Andy Beshear Was Right. We Need to Talk Like People We're Trying to Convince.
As a fine purveyor of “advocacy lingo,” I’m here to tell you something you’re probably not going to like.
Andy Beshear was right.
A bit over a week ago, Beshear joined a number of other prominent democrats at the Michigan Democratic Party convention, delivering a keynote address focused on his style of leadership in Kentucky, how he won election (and re-election) as an unapologetically pro-LGBTQ+ Democrat, and his take on how Democrats can win the Congress in 2026 and, God willing, the White House after that. It’s a very common kind of appearance for a young (for a Dem) elected official who is testing the waters on a run for higher office.
According to the Michigan Advance, he described it as a change in style but not substance. “If we want to be the party of the people, we have got to talk like the people.”
This set off a lot of discussion on social media, especially Bluesky, where a lot of folks whose opinions I value seemed taken aback by this. I will admit some of the examples he used are a bit goofy - “justice-involved population” is definitely a term I haven’t heard outside of white papers, and “people experiencing homelessness” is definitely not something I hear outside of conferences and coalition meetings. But there are a lot more examples to think about, and some of them are much less obvious than the supposed shibboleths Beshear noted.

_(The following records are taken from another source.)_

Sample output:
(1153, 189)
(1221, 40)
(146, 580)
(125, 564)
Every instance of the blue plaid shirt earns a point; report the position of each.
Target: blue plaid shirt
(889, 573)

It’s natural for different groups of people to develop their own language. “Marginalized people” has a real and specific meaning to people in the know - it talks about folks who, through no fault of their own, are born into groups or classes of people who don’t have equality of opportunity, despite what we might think or hope. The working poor, immigrants (of all kinds), Black Americans, Latinos, trans people, and so on. People for whom the American Dream is still very real, but who have to work twice as hard to get there. But when I used to talk about “marginalized groups” with folks outside of the progressive ecosystem, it takes them a beat to figure it out - and in that beat they can form all kinds of ideas based on things they’ve heard.
I’ve had the privilege of working in the progressive movement for about a decade now, having gotten my start shortly before Donald Trump rode down his golden escalator and made all our lives hell. In that time, I’ve gone from being a learner to a leader, and one of the things I constantly remind folks about is that the audience - who they are, what they are thinking, what they want - has to be at the forefront of your mind at all times. If you’re trying to win the heart of a Midwestern mom by sharing the story of a young trans person fighting to survive, you had better mirror the language of those moms, because it’s a bumpy road persuading people and you shouldn’t add more bumps if you can avoid it. We should - as advocates - be making every effort to meet folks where they are. That means using the language they use. The rest comes later.
That’s what Beshear is saying, and he’s a hundred percent right. It’s how he’s won election and re-election in a state that broke for Donald Trump by a huge margin in 2016, 2020, and 2024. And how he did it all while vetoing nearly every anti-trans bill sent to his desk. He talks like the people he’s speaking to the most - the Kentuckians whose votes he has earned - and it’s why people trust him. We should learn the lesson.